Multiple hypervascular lesions within the left cerebellum and right cerebellum. The large lesion within the right cerebellum has multiple vessels coursing towards it. Lobulated enhancing extra-axial lesion at the foramen magnum. Multiple hypervascular lobulated lesions within the cervical spinal canal.

Brain

mri

Confirms several vascular cerebellar masses with abnormal FLAIR hyperintense signal surrounding these masses and extending to the medulla. MRA demonstrates multiple arterial feeding vessels. Distorted right globe with heterogeneous signal.

spine

mri

Several intra and extra-medulla enhancing masses are present within the cervical, thoracic and lumbar spinal regions.  Multiple flow voids within and surrounding the lesions associated with dilated para-vertebral vessels and mild scalloping of posterior vertebral bodies. The cord is expanded with numerous discrete medullary cysts. Multiple bilateral renal lesions.

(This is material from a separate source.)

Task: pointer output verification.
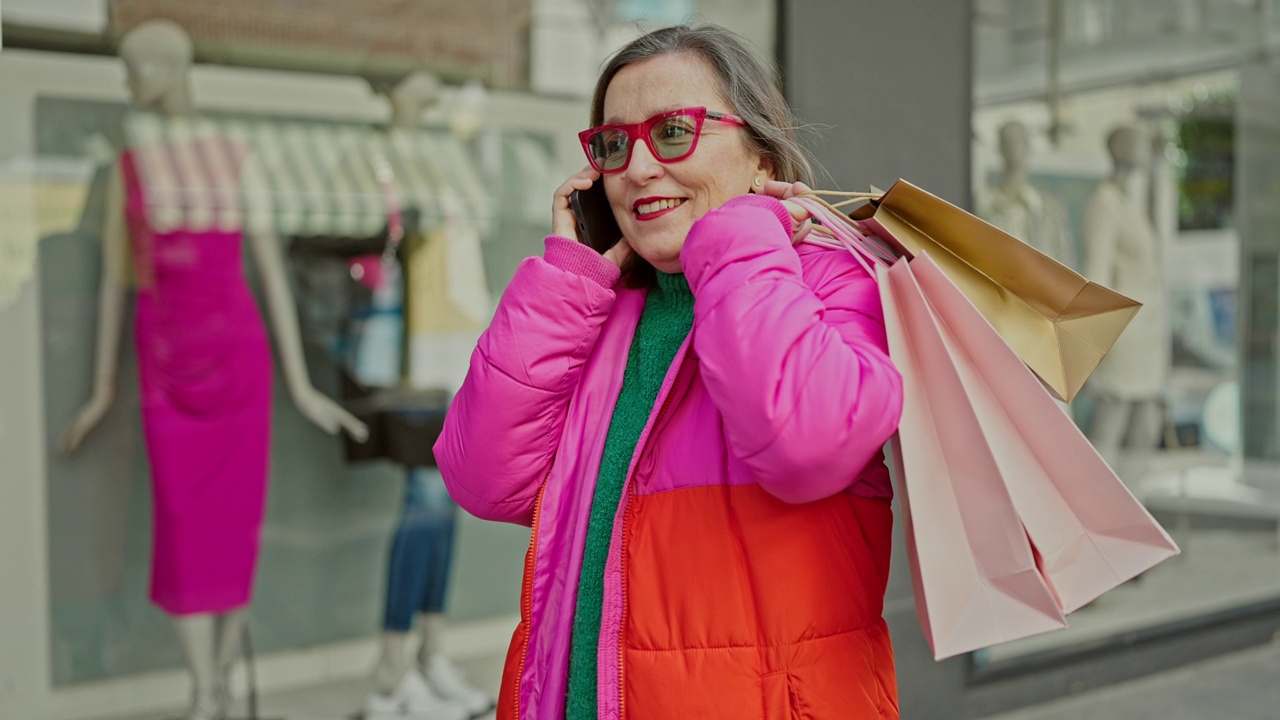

The patient's DNA was extracted from peripheral blood, tested by PCR and cycle sequencing of all three exons and the flanking intronic regions of the VHL gene (ABI3500). Multiple ligase-dependent probe amplification( MLPA) for detection of exonic deletions/duplications within the VHL gene and sequences within the VHL proximal genes (FANCD2, BRK1/C3orf10/HSPC300, IRAK2 and GHRL) were carried out.

Findings: A heterozygous deletion of exon 3 in the VHL gene was detected.

Conclusion: DNA genetic analysis is diagnostic of Von Hippel Lindau syndrome and

Recommendations: Any or all offsprings are at 50% risk of inheriting this pathogenic VHL variant. Regular surveillance for early detection of VHL related tumors is strongly recommended for untested at-risk individuals including children.

Case Discussion

The imaging findings are classical of von Hippel Lindau syndrome with genetic analysis confirming the VHL exon 3 heterozygous deletion of the VHL tumor suppressor gene.